Ich habe eher den Eindruck, dass in den oben genannten Beispielen mangelndes Fachwissen verschleiert werden soll durch einen verbal aufgebauschten Mythos des nur ihnen als Experten zugänglichen Fachwissens oder der nur ihnen zugänglichen Fähigkeiten, um nicht konkret antworten zu müssen oder den Zuhörer als Dummchen dastehen zu lassen nach dem Motto: „Das begreifen Sie sowieso nicht … mit dem Problem müssen Sie zu mir kommen!“ Und schon ist der mediale Experte geboren, den es anzustaunen gilt und dem das Geld in den Rachen geworfen werden soll.

Damit im Zusammenhang steht die Absicht dieser „Experten“, beim Laien die Einsicht zu projizieren, die Hundeerziehung sei ein sehr komplexer und komplizierter Prozess. Denn dann erscheint es auch sofort einleuchtend, dass die Antwort ja gar nicht so einfach und konkret ausfallen könne. Und ehrfurchtsvoll verneigt sich der Laie vor dem gottgleichen „Experten“ und gibt sich (leider) gutgläubig und staunend mit einer solchen Antwort der „imaginären Energie“ zufrieden.

Bedauerlicherweise ist der Mensch für solch eine Expertenvergötterung anfällig. Nicht zuletzt wegen seiner Gutgläubigkeit gegenüber angeblichem Expertenwissen. Jeder kennt das Prinzip des Placebo-Effekts, den auch Ärzte erfolgreich anwenden, indem dem Geist etwas vorgegaukelt wird, was sich dann tatsächlich in selbstheilenden Prozessen des Körpers transferieren lässt. Tatsächlich lässt sich aber Energie nicht auf andere Lebewesen übertragen.

Was allerdings schön wäre, nach dem Motto: Wir übertragen mal kurz die Energie eines Lebenden auf einen Toten, und schon hätten wir zwei halb lebende oder halb tote. Denn nach dem Energieerhaltungssatz kann Energie nicht erzeugt oder vernichtet werden, nur umgewandelt. Wenn ich dem einen also Energie entziehe und dem anderen übertrage, fehlt zumindest dieser Teil dem einen.

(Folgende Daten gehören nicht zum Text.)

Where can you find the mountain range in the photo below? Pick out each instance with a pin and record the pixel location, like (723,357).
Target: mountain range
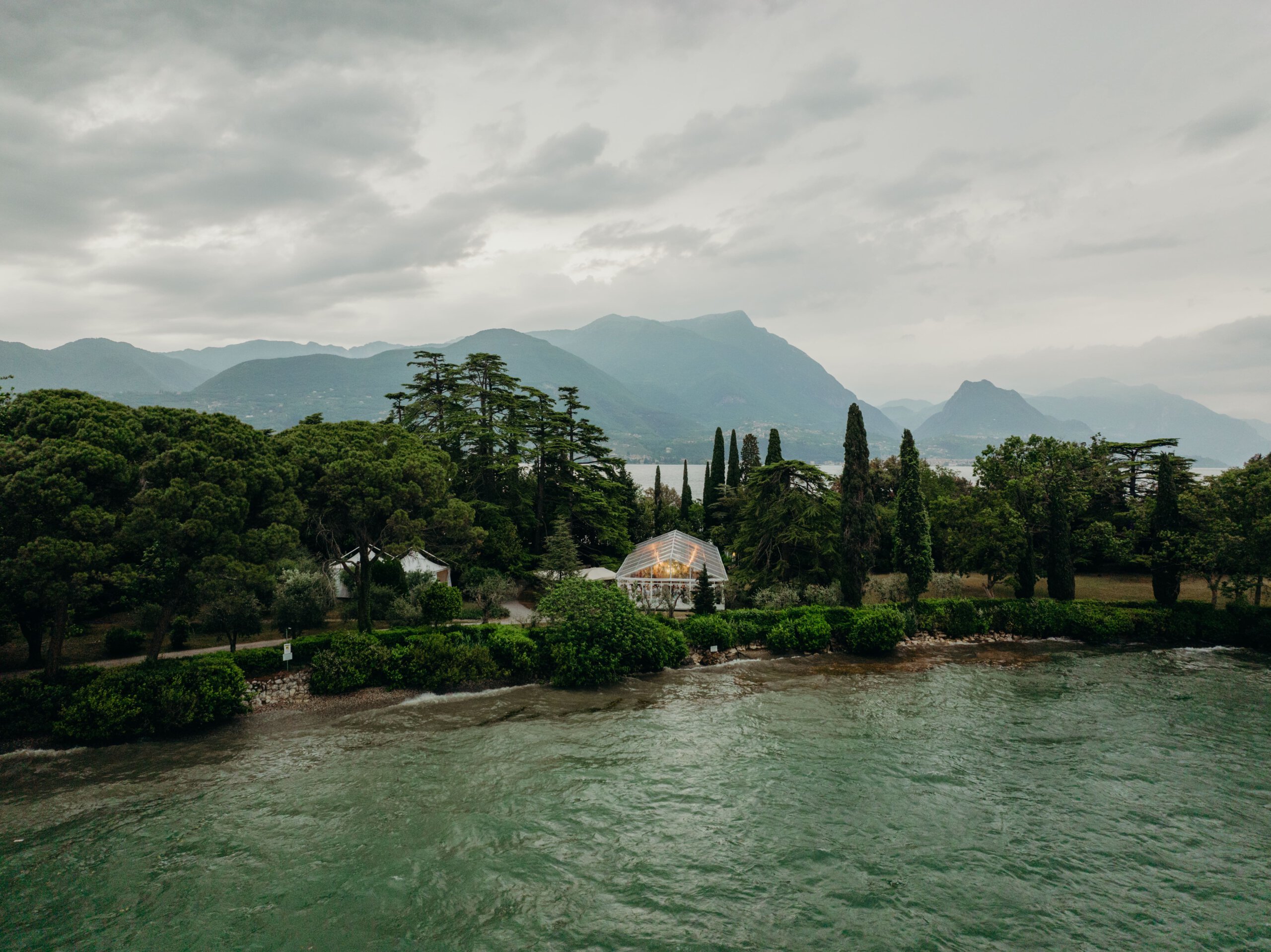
(657,388)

Die Wahrheit ist in Wirklichkeit aber eine sehr einfache: Die Hundeerziehung ist nämlich gar keine so komplexe und komplizierte, wie die vermeintlichen HundeexpertInnen es glauben machen wollen. Auf die ihnen konkret gestellte Frage nach der Lösung für einen an der Leine zerrenden oder kläffenden Hund hätten die „Energie-Experten“, wenn sie tatsächlich Ahnung hätten, kurz und knackig antworten können:
Einem solchen Hund wurde offensichtlich – wie am Zerren und Kläffen zu erkennen –die Verantwortung für die eigene Sicherheit und die von Frauchen übertragen, von der er nur entbunden werden muss.

Und wie ein Hund von seiner Verantwortung entbunden werden kann, das sollte zum Einmaleins einer jeden Hundetrainerin oder eines jeden Hundetrainers gehören.